TV doctor, Mark Hamilton, said overloading the body with fat it is forced to burn puts a strain on organs and tissues.

"I have always championed a balanced diet and a change in lifestyle to maintain a healthy body. I would need to see decent evidence that a diet like this worked.

"The principal of a balanced diet has been researched for a long time and it comes back time and again as the best way to maintain a decent body weight. Diets come and go but realistically we have to be very cautious of diets and anything that promises such dramatic results in such a short space of time."

One of the UK's top nutritionists, author Anita Bean, said she was stunned when she saw the diet.

"This is bordering of witch doctor stuff," she said.

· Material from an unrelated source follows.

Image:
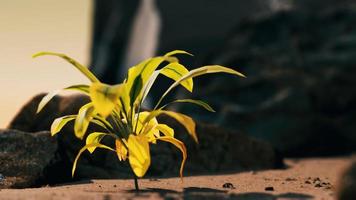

"Anyone who would stick to this diet over any period of time could do their health and their performance a lot of harm.

Last night Jamie Myerscough said: "Educogyms work. The proof is out there. We do lots of different programmes and lots of different diets. All our programmes are supported by the university research."

But he admitted he had not seen the research.

It Looks A Little Bit Too Fishy


Quinn's Educogym diet comprises of five Amino Energise tablets and one Mind Alert capsule on rising followed by a spoonful of the performance enhancing Creatine which is used by body builders and athletes.

Breakfast is loaded with protein and fats with choices including olive oil, double cream, redskin peanuts and oily fish.

Five more Amino Energise tablets, sold in the gyms and in Tony Quinn health stores, and another Mind Alert are to be downed mid morning.

Lunch is made up of more fat in the form of meat and double cream washed down with more monkey nuts.

The diet instructs that five more Amino Energise tablets be swallowed mid afternoon before a dinner of more protein and oils.